In general, a story in an app review would contain at least two types of events: (1) user actions, indicative of use cases or user expectations and (2) associated app behaviors, indicative of problems that violate the user’s expectations. Being able to identify such stories would enable a developer in better maintaining and improving his or her app’s functionality and enhancing user experience.
To this end, we present CASPAR, a method for collecting and analyzing user-reported mini stories regarding app problems from app reviews. CASPAR abstracts event pairs from stories in reviews. By extending and applying natural language processing and deep learning techniques, CASPAR extracts ordered events from app reviews, classifies them as user actions or app problems, and conducts inference on action-problem event pairs. It builds and trains an inference model with the extracted event pairs to predict possible app problems for different use cases.
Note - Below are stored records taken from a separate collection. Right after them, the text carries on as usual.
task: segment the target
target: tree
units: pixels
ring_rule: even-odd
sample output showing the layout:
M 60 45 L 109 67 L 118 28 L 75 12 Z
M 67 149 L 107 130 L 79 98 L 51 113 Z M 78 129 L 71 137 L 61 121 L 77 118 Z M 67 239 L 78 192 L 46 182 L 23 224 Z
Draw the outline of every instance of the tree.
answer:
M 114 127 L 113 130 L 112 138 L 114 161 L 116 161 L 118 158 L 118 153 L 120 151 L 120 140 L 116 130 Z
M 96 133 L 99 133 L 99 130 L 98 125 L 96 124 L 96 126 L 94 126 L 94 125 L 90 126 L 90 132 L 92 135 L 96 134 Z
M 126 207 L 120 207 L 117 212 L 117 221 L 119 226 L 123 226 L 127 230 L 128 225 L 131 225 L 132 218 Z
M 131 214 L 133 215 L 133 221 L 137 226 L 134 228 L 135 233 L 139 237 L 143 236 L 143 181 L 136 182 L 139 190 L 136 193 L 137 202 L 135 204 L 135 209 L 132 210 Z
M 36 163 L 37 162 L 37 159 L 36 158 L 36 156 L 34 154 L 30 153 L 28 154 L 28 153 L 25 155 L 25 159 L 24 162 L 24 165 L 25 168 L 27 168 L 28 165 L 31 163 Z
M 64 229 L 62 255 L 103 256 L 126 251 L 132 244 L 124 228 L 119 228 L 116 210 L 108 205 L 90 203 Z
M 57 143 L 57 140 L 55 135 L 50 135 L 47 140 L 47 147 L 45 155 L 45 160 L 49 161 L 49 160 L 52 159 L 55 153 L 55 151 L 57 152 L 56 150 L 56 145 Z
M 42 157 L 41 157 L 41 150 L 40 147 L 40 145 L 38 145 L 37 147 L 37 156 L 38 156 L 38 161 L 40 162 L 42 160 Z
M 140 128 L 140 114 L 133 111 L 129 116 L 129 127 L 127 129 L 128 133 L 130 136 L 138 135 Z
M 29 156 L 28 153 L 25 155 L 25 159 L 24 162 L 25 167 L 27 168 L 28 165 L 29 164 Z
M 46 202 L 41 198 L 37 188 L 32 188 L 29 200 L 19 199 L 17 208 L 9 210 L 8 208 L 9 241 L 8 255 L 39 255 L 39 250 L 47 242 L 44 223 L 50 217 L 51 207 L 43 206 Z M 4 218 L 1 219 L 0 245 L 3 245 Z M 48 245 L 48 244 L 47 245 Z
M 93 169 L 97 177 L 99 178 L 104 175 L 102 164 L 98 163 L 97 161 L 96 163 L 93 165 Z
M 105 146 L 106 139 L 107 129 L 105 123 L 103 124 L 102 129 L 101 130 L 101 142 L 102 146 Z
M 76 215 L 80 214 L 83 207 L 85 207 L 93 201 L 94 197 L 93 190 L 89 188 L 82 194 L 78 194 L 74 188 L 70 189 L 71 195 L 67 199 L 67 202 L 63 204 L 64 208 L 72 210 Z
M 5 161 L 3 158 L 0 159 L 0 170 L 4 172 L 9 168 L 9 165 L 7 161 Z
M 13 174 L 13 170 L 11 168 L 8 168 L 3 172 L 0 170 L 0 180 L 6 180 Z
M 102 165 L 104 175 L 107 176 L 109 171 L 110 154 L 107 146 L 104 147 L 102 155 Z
CASPAR discovers high-quality event pairs regarding app problems from reviews, and infers plausible app problems for use cases. We conduct two main evaluations. First, CASPAR classifies the events with an accuracy of 82.0% on manually labeled data. Second, relative to human evaluators, CASPAR extracts event pairs with 92.9% precision and 28.9% recall, and infers events with high plausibility. Our dataset and code will be released upon acceptance.